30 January 2012

Today we’ll meet in the lab to work on Task 4 and on your Sestina.  A reminder that Task 4 is due by the end of the trimester, but your Sestina is due tomorrow.

In terms of ground rules for the sestina, let me offer a few guiding lights:

  • USE evocative words as your end words (specific nouns, active verbs).  This actually helps the poem to have some movement.
  • DO NOT USE end words that are pronouns (he, she, you, this, that), articles (the, a, an) and weak verbs (to be, to have)

Think about rink keeper–fury, pleasure, hockey, Esposito, slapshots.  Or think about Elizabeth Bishop’s sestina–house, grandmother, child, stove, almanac, tears.  These are not cop-out words!  :)

27 Jan 2012

Today we did vocabulary

  • siphon – tube – siphon – to use a tube to remove some gas or liquid from another container
  • son – sound – resonate – sound echoes inside of something (thanks Arthur W)
  • spec, spic – look, see – spectator – one who watches
  • spir – breathe – respirate – to breathe
  • spont – by one’s own force – spontaneous – describes an activity undertaken for no particular reason but whim
  • tang, tact – touch -tangible -capable of being touched

and then finished our discussion of “Rink Keeper’s Sestina.”  Monday we’re in the lab. I’m going to ask you to write a Sestina of your own for Tuesday.  Be WARNED…

 

26 January 2012

Today we shared our observations and chunks on “Rink Keeper’s Sestina.”  Tonight, please do steps 3 & 5 (interpret & apply).

Also, we brainstormed a list of what a sestina is based on “Rink Keeper’s Sestina.”  Now, look at another sestina (p 4 in your packet contains Elizabeth Bishop’s “Sestina”) and add to or subtract from your definition accordingly.

See you tomorrow.

25 January 2011

Today we will finish our discussion of the critical reading essays (Nabokov, Perrine, Agassiz) and try to compress these into our critical reading skills lists (the back of your journal).  

Then, I’m going to introduce a visual method of studying text–one that promotes inductive, fish-gazing, stay-in-the-flashlight, detail-fondling interpretations.  And we’re going to practice that visual method on a poem called “Rink Keeper’s Sestina.”
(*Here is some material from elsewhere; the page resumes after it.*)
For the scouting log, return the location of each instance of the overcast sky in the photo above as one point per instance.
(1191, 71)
Your journal prompt for this poem is simple:  Based on your observations of this one sestina, what is a sestina?

I’m eager to see what you come up with.  No Googling, no peeking, no clues, no comparing with other poems (even sestinas, at least not yet).  You’ve got yourself and the fish poem and your writing utensils.  Bon chance!

PS) The bold print above is just a small hint of the kinds of metaphors and skills you might have added to your critical reading skills list by the end of the day today.  :)

24 January 2012

Today is our writing day.  I will offer some preliminary instruction on turning your proposals into drafts, and here is a copy of these Memoir Instruction Notes.

I will also pass out a Sustained Narrative Example and a Vignette-style piece.  I hope these will help, too.

Lastly, here is a brief handout on the Fine Art of Punctuating Dialogue.  I think many of you will need it!

23 January 2012

Today we’ll start with silent reading and then we’ll begin a large group discussion of the essays you read for class today.

19-20 January 2012

19 January – Large group discussion of MLK Jr’s “Letter from a Birmingham Jail”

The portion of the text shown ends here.